Lyu Chenggang, Shu Hai
Department of Biostatistics, School of Global Public Health, New York University, New York, NY 10003, USA.
Brainlesion. 2020 Oct;2020:435-447. doi: 10.1007/978-3-030-72084-1_39. Epub 2021 Mar 27.

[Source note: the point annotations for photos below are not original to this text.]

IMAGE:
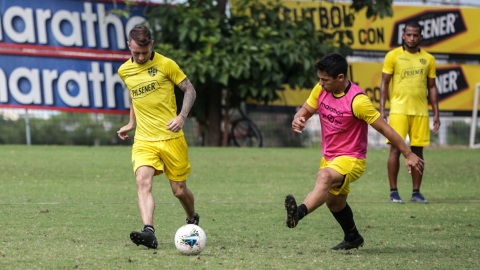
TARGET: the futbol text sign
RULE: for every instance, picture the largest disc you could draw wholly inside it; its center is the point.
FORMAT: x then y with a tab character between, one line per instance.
449	32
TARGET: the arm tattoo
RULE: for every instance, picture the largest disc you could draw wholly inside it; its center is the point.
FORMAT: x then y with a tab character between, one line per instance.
190	95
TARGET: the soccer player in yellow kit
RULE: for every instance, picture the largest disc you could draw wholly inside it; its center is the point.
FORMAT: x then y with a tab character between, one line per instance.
412	71
159	141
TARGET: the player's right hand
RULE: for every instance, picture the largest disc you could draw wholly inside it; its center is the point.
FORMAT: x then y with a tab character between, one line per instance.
412	161
383	115
298	124
122	132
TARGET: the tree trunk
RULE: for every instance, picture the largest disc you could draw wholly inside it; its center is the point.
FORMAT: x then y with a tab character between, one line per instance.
226	119
221	6
214	117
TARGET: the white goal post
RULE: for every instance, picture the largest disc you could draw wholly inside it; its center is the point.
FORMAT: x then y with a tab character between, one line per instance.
473	127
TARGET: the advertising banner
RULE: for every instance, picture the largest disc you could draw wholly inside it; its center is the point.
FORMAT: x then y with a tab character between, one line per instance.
449	33
455	85
64	54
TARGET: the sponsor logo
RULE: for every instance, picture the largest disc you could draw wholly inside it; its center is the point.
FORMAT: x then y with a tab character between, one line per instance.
333	110
450	81
412	72
437	25
144	89
152	71
330	118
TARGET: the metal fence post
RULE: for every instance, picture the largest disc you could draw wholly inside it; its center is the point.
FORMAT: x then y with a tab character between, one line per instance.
27	128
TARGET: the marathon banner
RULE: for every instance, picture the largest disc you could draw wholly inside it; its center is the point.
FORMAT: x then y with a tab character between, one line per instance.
449	33
455	86
64	54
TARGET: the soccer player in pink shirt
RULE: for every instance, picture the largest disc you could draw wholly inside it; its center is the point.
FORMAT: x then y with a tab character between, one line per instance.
345	112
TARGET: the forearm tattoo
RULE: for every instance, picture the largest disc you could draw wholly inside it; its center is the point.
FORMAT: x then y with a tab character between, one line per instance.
190	95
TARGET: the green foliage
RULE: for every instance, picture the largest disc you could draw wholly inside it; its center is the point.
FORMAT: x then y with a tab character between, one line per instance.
458	133
382	8
253	51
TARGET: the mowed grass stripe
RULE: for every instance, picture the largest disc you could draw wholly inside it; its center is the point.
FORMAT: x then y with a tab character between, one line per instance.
67	207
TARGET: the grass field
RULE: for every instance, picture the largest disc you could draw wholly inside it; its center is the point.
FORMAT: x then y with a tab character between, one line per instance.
74	207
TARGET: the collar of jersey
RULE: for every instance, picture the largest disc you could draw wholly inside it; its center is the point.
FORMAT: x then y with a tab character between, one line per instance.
344	92
152	55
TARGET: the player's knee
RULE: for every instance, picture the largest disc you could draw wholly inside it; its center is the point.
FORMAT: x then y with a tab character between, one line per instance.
143	183
334	206
323	179
179	193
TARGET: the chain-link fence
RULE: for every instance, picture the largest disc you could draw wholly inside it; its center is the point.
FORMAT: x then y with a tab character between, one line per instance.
66	128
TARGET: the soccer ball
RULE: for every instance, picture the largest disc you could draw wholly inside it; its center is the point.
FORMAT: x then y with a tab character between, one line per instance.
190	239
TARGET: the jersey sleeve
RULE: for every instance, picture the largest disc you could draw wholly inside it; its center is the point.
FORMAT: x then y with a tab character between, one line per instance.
313	98
121	73
363	109
433	68
173	72
389	63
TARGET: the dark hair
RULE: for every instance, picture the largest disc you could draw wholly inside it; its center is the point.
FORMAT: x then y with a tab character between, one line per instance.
141	34
413	24
333	64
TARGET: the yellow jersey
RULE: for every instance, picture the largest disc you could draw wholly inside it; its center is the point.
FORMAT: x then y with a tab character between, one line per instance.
409	80
151	87
362	107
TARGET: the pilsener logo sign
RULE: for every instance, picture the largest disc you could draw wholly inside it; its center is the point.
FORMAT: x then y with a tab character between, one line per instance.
450	81
437	27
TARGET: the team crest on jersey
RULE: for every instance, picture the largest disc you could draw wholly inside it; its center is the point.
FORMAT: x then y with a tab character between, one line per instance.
152	71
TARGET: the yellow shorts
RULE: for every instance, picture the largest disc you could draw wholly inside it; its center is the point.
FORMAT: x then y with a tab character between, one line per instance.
417	128
170	156
350	167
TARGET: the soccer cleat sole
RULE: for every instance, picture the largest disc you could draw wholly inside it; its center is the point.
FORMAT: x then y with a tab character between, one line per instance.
351	245
291	207
397	201
137	239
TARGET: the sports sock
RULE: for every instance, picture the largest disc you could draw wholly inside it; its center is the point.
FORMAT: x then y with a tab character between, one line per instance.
302	211
149	227
345	219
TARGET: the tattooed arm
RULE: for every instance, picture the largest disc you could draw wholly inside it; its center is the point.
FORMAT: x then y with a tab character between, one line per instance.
176	124
122	132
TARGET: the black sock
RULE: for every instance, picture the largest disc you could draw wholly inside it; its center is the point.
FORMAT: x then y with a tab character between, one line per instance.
149	227
345	219
302	211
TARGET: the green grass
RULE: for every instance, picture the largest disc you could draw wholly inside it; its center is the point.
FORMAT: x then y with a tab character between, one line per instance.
74	207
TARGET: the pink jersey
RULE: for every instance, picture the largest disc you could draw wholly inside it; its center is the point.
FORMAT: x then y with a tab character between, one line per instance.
342	133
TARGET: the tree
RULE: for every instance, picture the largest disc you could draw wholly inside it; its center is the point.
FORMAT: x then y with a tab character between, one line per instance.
252	52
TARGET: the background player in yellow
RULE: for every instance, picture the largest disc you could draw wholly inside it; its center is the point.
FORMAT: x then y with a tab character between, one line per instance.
412	71
159	142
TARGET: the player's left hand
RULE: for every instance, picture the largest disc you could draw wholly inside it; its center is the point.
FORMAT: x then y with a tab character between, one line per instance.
436	123
176	124
413	161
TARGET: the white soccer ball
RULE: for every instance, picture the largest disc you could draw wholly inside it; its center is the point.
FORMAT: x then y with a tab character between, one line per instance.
190	239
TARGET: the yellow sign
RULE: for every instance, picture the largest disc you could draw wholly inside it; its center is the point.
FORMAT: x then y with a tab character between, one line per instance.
447	30
455	85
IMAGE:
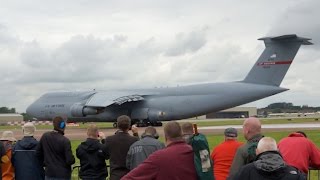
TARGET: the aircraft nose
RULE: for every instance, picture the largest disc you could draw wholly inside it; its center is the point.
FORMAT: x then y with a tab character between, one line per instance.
30	110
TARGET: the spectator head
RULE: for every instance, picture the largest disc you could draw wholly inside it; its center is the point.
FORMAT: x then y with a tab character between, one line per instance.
302	133
230	133
123	123
251	127
93	131
8	136
151	131
266	144
59	124
28	129
172	132
187	128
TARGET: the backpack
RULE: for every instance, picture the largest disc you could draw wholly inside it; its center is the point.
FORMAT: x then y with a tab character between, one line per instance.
252	146
202	160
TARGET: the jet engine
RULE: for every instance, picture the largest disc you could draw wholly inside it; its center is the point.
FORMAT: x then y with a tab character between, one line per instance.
156	115
78	110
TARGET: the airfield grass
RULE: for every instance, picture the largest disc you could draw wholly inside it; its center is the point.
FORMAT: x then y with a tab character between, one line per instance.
216	139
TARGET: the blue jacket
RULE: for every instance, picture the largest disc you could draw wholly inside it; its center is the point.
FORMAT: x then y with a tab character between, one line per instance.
24	160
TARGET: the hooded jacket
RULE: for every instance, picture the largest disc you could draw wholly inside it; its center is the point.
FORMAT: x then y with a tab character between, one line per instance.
92	155
242	155
300	152
24	160
54	150
269	165
140	150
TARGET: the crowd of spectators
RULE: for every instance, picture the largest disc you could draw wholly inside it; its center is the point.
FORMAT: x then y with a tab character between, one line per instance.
185	154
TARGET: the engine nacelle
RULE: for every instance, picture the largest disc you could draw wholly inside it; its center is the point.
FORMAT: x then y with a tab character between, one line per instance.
156	115
78	110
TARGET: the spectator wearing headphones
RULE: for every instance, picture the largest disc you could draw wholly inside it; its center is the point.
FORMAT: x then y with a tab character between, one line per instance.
140	150
54	151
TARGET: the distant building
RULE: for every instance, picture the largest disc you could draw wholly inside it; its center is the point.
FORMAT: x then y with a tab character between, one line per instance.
236	112
6	118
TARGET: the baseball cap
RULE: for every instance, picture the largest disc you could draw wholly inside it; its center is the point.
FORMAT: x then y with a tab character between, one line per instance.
231	132
28	129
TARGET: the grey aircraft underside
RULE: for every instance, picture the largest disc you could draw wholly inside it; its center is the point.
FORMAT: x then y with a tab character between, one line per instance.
150	106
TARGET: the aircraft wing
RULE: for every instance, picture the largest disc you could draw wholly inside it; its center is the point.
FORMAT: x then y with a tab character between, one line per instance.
104	99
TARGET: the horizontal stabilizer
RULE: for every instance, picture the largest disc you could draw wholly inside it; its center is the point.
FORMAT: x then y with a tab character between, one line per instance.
275	60
288	38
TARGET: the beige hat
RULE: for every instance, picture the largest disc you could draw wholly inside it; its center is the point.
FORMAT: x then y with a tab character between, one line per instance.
28	129
7	136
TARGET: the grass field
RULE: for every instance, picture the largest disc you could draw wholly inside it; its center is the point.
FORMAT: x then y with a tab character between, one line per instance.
214	140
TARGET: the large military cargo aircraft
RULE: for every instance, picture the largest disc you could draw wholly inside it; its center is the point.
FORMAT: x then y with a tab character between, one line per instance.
151	106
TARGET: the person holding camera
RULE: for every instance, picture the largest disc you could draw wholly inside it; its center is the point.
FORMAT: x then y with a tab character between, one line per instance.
140	150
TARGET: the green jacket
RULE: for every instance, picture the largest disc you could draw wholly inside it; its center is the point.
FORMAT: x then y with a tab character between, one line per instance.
241	157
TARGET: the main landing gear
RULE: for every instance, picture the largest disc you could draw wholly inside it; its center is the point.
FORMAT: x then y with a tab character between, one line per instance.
142	123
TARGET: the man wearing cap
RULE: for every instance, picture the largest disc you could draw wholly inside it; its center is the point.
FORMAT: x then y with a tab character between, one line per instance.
247	152
92	155
24	160
7	168
223	154
54	150
118	145
140	150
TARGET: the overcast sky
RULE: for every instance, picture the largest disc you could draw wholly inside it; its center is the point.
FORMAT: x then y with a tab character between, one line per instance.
105	44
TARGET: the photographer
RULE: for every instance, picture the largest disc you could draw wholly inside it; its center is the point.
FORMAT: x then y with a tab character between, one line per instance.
140	150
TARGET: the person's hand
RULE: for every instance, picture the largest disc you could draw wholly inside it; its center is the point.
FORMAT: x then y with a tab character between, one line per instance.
134	129
102	135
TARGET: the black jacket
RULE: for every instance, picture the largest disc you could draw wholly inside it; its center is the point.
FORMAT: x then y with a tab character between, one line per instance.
2	153
92	155
268	166
118	146
26	164
54	150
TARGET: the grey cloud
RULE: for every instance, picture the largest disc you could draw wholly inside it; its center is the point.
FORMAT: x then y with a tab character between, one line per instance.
301	19
187	43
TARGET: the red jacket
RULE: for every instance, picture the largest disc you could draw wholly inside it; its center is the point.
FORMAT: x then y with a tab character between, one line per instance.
222	157
299	152
173	162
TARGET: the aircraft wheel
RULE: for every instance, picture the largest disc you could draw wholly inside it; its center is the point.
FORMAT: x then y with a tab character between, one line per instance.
115	125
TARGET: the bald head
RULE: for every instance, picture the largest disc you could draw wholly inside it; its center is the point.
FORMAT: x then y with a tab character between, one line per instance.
251	127
172	131
187	128
150	131
266	144
92	131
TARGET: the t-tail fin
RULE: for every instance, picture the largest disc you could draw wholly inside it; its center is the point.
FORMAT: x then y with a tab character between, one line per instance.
276	59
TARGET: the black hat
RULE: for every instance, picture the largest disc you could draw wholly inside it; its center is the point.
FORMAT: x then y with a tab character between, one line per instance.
231	132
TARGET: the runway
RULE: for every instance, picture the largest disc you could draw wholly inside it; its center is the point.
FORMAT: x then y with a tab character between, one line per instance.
271	126
81	134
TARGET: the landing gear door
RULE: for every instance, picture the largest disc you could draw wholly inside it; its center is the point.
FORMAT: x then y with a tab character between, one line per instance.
140	113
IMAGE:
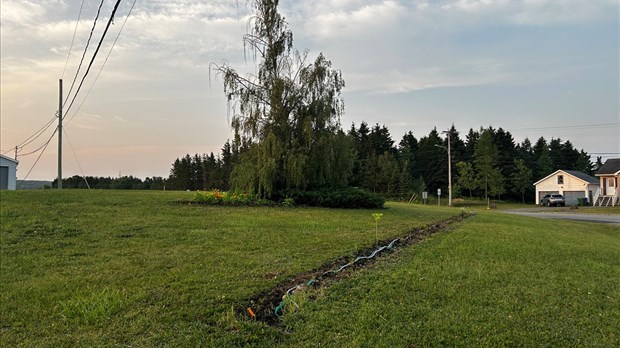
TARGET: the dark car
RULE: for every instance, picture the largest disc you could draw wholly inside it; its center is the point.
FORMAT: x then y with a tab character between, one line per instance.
553	199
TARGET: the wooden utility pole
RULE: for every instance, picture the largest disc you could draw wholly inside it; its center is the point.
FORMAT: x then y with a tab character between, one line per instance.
60	134
449	170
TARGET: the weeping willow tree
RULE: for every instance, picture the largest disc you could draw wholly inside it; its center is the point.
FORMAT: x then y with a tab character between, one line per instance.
289	112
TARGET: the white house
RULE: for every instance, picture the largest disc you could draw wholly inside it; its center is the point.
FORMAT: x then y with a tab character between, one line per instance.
571	184
609	173
8	173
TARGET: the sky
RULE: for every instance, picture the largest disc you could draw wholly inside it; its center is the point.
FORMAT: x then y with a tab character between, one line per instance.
535	68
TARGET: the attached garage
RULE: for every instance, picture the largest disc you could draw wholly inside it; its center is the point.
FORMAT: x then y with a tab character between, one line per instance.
571	184
570	197
8	173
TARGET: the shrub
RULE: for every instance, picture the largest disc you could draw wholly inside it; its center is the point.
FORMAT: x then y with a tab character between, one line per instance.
229	198
337	198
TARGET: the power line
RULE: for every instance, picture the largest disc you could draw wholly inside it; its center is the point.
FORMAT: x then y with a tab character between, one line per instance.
103	65
85	50
42	146
73	39
37	161
94	54
75	156
37	134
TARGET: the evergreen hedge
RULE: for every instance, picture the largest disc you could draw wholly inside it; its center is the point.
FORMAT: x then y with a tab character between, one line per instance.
352	198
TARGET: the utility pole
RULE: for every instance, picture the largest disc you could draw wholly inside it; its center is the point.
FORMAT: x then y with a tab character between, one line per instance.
449	170
60	134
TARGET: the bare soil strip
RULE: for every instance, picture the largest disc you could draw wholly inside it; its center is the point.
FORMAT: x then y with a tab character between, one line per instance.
262	307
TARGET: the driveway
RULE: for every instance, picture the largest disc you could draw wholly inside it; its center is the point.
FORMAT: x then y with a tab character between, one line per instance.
599	218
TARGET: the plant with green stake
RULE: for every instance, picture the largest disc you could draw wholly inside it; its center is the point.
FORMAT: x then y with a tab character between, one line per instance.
377	217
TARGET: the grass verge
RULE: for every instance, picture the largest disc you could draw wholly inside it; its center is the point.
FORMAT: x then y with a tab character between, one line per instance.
94	268
495	280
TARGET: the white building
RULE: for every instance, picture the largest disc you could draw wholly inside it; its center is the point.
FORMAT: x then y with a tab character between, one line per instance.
571	184
8	173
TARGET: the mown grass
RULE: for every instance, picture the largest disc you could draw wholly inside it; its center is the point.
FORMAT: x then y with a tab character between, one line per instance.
495	280
93	268
114	268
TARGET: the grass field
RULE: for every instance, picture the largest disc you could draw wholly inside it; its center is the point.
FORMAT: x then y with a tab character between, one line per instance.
92	268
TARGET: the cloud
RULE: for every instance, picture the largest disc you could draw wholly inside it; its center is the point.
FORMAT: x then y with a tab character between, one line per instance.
353	22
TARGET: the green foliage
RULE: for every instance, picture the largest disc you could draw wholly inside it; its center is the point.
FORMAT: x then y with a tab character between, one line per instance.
290	111
229	199
466	177
350	198
485	158
521	178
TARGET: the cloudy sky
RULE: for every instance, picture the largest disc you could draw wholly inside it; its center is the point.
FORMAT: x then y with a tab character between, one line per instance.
534	67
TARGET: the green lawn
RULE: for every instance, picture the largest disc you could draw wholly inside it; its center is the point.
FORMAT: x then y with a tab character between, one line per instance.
496	280
137	268
92	268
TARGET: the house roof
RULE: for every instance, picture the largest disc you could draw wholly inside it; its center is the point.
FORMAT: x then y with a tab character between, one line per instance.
583	176
577	174
611	166
9	159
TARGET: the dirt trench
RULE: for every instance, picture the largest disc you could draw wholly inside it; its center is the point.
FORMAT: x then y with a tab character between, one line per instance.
262	307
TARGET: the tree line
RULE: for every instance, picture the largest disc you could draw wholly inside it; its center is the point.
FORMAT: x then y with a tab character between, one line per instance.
485	163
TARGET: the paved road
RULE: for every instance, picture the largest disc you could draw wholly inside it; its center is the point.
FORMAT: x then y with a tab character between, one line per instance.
600	218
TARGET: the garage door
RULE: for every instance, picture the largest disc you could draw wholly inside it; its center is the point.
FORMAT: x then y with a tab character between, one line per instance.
4	178
571	196
544	193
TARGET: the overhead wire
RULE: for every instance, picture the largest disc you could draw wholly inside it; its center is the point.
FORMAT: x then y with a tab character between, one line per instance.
37	134
75	156
73	39
83	53
103	65
39	157
94	55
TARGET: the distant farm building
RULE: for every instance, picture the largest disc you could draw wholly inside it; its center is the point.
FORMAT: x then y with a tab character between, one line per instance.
8	173
571	184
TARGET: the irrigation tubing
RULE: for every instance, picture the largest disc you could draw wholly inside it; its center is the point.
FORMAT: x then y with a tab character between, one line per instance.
289	292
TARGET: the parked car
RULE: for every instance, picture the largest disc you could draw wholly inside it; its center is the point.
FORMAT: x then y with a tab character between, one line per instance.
553	199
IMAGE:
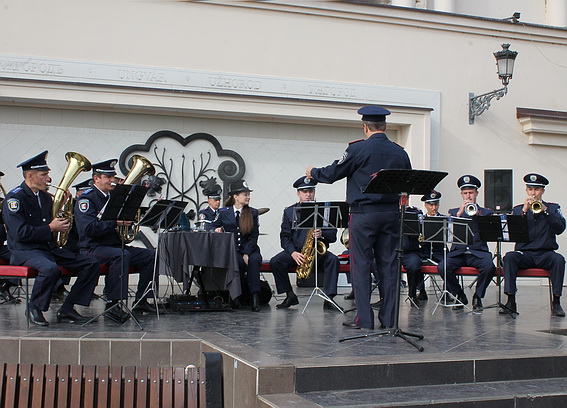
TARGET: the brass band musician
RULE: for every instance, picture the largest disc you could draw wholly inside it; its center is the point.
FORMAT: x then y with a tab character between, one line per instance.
545	222
293	240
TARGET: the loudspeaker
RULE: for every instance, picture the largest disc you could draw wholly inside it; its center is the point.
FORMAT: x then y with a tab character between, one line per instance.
498	190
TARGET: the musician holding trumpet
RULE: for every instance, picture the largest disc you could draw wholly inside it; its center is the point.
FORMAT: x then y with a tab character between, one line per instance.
293	242
31	226
474	254
545	222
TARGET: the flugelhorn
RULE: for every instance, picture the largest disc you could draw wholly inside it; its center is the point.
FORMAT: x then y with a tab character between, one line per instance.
471	209
140	168
62	200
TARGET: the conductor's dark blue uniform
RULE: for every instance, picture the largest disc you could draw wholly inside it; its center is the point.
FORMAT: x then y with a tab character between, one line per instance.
374	226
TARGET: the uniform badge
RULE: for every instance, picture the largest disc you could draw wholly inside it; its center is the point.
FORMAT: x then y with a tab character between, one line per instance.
84	205
13	204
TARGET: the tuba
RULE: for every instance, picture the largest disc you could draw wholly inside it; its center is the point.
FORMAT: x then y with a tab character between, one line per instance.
62	200
308	251
140	168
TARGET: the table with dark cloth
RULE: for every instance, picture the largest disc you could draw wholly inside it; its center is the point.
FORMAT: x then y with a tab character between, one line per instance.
216	252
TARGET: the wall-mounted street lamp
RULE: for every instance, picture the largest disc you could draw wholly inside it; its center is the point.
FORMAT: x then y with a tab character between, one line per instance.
505	64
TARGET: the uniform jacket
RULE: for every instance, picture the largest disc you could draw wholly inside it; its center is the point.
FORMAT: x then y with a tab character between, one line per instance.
92	231
360	161
26	222
543	228
477	245
293	239
227	220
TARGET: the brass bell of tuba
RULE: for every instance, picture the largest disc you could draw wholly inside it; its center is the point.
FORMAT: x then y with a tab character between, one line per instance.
62	200
308	251
140	168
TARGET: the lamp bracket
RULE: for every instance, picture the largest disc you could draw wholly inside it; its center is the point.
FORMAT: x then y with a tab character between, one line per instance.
479	104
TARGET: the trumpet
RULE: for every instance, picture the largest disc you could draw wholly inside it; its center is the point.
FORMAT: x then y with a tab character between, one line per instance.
536	206
471	209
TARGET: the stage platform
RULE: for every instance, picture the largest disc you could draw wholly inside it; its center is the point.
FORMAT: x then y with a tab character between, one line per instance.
283	358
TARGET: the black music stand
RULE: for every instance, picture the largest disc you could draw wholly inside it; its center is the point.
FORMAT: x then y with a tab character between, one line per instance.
448	230
320	215
401	182
502	228
163	215
122	205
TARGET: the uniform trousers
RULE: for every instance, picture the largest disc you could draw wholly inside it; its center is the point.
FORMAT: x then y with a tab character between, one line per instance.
251	272
374	236
412	264
479	260
550	260
328	263
139	258
47	265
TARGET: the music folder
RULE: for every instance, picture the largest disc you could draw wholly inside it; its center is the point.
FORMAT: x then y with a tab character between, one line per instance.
163	214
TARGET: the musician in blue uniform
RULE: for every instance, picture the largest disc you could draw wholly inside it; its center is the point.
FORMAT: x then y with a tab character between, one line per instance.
242	221
98	238
374	221
475	254
411	259
539	252
209	213
292	241
27	215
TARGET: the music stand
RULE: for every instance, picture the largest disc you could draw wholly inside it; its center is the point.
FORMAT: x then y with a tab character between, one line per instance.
163	215
502	228
401	182
122	205
320	215
447	230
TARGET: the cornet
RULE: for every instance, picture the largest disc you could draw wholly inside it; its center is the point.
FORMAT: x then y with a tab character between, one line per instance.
471	209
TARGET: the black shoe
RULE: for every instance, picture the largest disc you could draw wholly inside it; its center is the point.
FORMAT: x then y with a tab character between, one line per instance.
351	325
414	301
36	316
255	302
477	304
235	303
71	316
7	296
60	294
556	309
509	307
288	301
144	307
331	306
422	295
376	305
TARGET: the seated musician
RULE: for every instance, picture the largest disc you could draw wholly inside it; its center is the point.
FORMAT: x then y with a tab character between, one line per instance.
242	221
5	284
431	252
544	224
30	226
209	213
99	238
292	242
475	254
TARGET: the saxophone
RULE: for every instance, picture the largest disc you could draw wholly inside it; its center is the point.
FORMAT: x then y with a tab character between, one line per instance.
62	200
308	251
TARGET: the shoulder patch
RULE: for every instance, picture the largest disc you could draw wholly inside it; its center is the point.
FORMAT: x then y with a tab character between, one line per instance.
84	205
13	204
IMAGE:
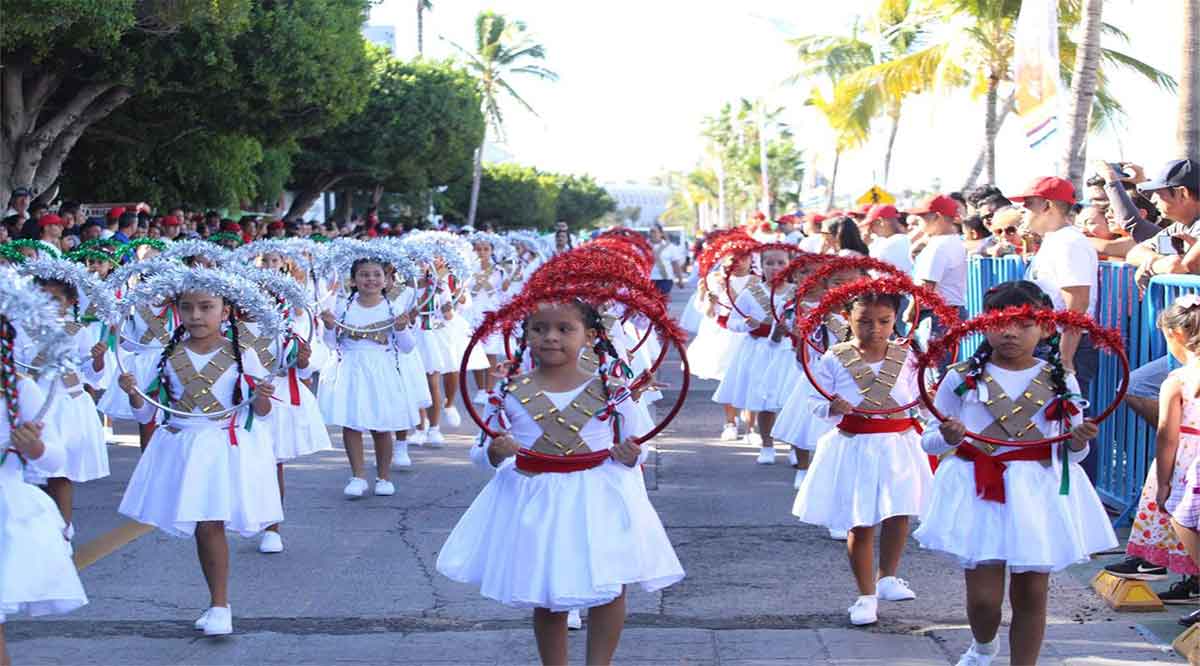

Automatic MRI brain tumor segmentation is of vital importance for the disease diagnosis, monitoring, and treatment planning. In this paper, we propose a two-stage encoder-decoder based model for brain tumor subregional segmentation. Variational autoencoder regularization is utilized in both stages to prevent the overfitting issue. The second-stage network adopts attention gates and is trained additionally using an expanded dataset formed by the first-stage outputs. On the BraTS 2020 validation dataset, the proposed method achieves the mean Dice score of 0.9041, 0.8350, and 0.7958, and Hausdorff distance (95%) of 4.953 , 6.299, 23.608 for the whole tumor, tumor core, and enhancing tumor, respectively. The corresponding results on the BraTS 2020 testing dataset are 0.8729, 0.8357, and 0.8205 for Dice score, and 11.4288, 19.9690, and 15.6711 for Hausdorff distance. The code is publicly available at https://github.com/shu-hai/two-stage-VAE-Attention-gate-BraTS2020.
自动磁共振成像脑肿瘤分割对于疾病诊断、监测和治疗规划至关重要。在本文中,我们提出了一种基于两阶段编码器-解码器的脑肿瘤子区域分割模型。在两个阶段都使用变分自编码器正则化来防止过拟合问题。第二阶段网络采用注意力门控,并使用由第一阶段输出形成的扩展数据集进行额外训练。在BraTS 2020验证数据集上,所提出的方法对于整个肿瘤、肿瘤核心和强化肿瘤的平均Dice分数分别为0.9041、0.8350和0.7958,豪斯多夫距离(95%)分别为4.953、6.299和23.